Personal information
- Born: September 21, 1944 (age 81) Oklahoma City, Oklahoma, U.S.
- Listed height: 6 ft 2 in (1.88 m)
- Listed weight: 215 lb (98 kg)

Career information
- High school: Monterey (Monterey, California)
- College: San Jose State
- NFL draft: 1966 (18th round, 273rd overall pick)
- AFL draft: 1966 (14th round, 124th overall pick)

Career history
- Cleveland Browns (1966–1968); Washington Redskins (1969–1973); Birmingham Americans (1974);

Career NFL statistics
- Rushing yards: 3,019
- Rushing average: 3.7
- Receptions: 158
- Receiving yards: 1,304
- Total touchdowns: 27
- Stats at Pro Football Reference

= Charley Harraway =

American football player (born 1944)

Charles Edward Harraway, Jr. (born September 21, 1944) is an American former professional football player who was a running back for eight seasons with the Cleveland Browns and Washington Redskins of the National Football League (NFL). He also played one season in the World Football League, with the champion Birmingham Americans in 1974. He played college football for the San Jose State Spartans.

==Early life==
Born in Oklahoma City, Oklahoma, Harraway's father was in the U.S. Army and he attended the American high school in Baumholder, West Germany, and graduated from Monterey High School in California in 1962.

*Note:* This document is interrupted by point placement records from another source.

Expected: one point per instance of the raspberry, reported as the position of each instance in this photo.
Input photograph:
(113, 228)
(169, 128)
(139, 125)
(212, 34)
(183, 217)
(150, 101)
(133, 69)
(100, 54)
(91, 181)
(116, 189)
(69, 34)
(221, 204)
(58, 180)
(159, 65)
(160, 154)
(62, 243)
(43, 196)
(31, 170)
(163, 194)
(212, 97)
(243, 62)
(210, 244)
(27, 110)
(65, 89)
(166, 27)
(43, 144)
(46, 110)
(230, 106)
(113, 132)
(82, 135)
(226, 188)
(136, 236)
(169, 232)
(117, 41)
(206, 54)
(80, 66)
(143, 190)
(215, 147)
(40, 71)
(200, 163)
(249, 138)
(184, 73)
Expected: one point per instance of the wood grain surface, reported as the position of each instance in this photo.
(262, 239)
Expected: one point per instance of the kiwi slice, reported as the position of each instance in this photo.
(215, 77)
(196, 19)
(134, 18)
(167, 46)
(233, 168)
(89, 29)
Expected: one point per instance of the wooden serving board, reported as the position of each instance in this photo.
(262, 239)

He played college football nearby at San Jose State University under head coaches Bob Titchenal and Harry Anderson and is a member of the Spartans' hall of fame.

==Playing career==

===NFL===
Harraway was selected in the 18th round of the 1966 NFL draft by the Cleveland Browns, the 273rd overall pick. He was also taken in the 14th round of the AFL draft by the Kansas City Chiefs.

He signed with the NFL and played three seasons in Cleveland under head coach Blanton Collier; the Browns won the Century Division in 1967 and 1968 and went to the playoffs. Harraway was the Browns' second-leading rusher in 1968, but he was waived in September 1969 and claimed by the Redskins, by Vince Lombardi in his only season as Washington head coach.

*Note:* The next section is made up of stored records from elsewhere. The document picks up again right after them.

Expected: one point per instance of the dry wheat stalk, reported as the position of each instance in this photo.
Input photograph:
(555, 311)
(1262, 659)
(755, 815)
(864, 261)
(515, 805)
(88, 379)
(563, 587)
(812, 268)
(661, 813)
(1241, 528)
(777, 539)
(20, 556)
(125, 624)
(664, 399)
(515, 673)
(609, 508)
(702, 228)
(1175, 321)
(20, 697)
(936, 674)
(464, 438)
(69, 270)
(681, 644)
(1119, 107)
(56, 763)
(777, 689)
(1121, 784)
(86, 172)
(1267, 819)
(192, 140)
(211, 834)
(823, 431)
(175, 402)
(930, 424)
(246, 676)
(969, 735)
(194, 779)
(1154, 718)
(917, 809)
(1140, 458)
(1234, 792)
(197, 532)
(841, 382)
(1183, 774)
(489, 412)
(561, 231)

Harraway was paired in the backfield with Larry Brown, and the Redskins made the playoffs three consecutive seasons starting in 1971 under head coach George Allen, including the NFC title in 1972 and a berth in Super Bowl VII.

===WFL===
Harraway played out his option in Washington in 1973 and signed for a significant salary increase with the Birmingham Americans of the World Football League in 1974, one of the few NFL starters to jump in the league's first season. The Americans won the first World Bowl by a point in early December, but were less successful financially and folded in March 1975.

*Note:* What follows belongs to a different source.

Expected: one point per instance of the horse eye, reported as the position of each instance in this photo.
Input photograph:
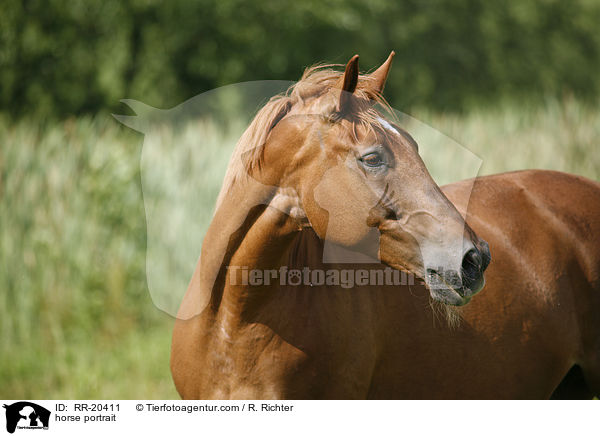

His NFL rights were traded by Washington to the Miami Dolphins for veteran tight end Marv Fleming in 1975; Harraway did not report, Fleming was waived in September, and both retired.

==NFL career statistics==

Legend
| Bold | Career high |

===Regular season===

| Year | Team | Games |  | Rushing |  |  |  |  | Receiving |  |  |  |  |
| GP | GS | Att | Yds | Avg | Lng | TD | Rec | Yds | Avg | Lng | TD |
| 1966 | CLE | 14 | 0 | 7 | 40 | 5.7 | 18 | 0 | 0 | 0 | 0.0 | 0 | 0 |
| 1967 | CLE | 14 | 0 | 5 | -14 | -2.8 | 2 | 0 | 0 | 0 | 0.0 | 0 | 0 |
| 1968 | CLE | 13 | 5 | 91 | 334 | 3.7 | 23 | 0 | 12 | 162 | 13.5 | 63 | 1 |
| 1969 | WAS | 14 | 13 | 141 | 428 | 3.0 | 17 | 6 | 55 | 489 | 8.9 | 64 | 3 |
| 1970 | WAS | 13 | 13 | 146 | 577 | 4.0 | 57 | 5 | 24 | 136 | 5.7 | 29 | 0 |
| 1971 | WAS | 14 | 14 | 156 | 635 | 4.1 | 57 | 2 | 20 | 121 | 6.1 | 20 | 0 |
| 1972 | WAS | 14 | 14 | 148 | 567 | 3.8 | 24 | 6 | 15 | 105 | 7.0 | 24 | 0 |
| 1973 | WAS | 14 | 14 | 128 | 452 | 3.5 | 16 | 1 | 32 | 291 | 9.1 | 31 | 3 |
|  |  | 110 | 73 | 822 | 3,019 | 3.7 | 57 | 20 | 158 | 1,304 | 8.3 | 64 | 7 |

===Playoffs===

| Year | Team | Games |  | Rushing |  |  |  |  | Receiving |  |  |  |  |
| GP | GS | Att | Yds | Avg | Lng | TD | Rec | Yds | Avg | Lng | TD |
| 1967 | CLE | 1 | 0 | 0 | 0 | 0.0 | 0 | 0 | 0 | 0 | 0.0 | 0 | 0 |
| 1968 | CLE | 2 | 2 | 11 | 38 | 3.5 | 8 | 0 | 5 | 38 | 7.6 | 16 | 0 |
| 1971 | WAS | 1 | 1 | 10 | 28 | 2.8 | 7 | 0 | 1 | 4 | 4.0 | 4 | 0 |
| 1972 | WAS | 3 | 3 | 31 | 90 | 2.9 | 9 | 0 | 4 | 10 | 2.5 | 7 | 0 |
| 1973 | WAS | 1 | 1 | 13 | 40 | 3.1 | 9 | 0 | 1 | 6 | 6.0 | 6 | 0 |
|  |  | 8 | 7 | 65 | 196 | 3.0 | 9 | 0 | 11 | 58 | 5.3 | 16 | 0 |

==After football==
In 2012, Harraway resided in Sarasota, Florida, and showed early signs of Alzheimer's disease.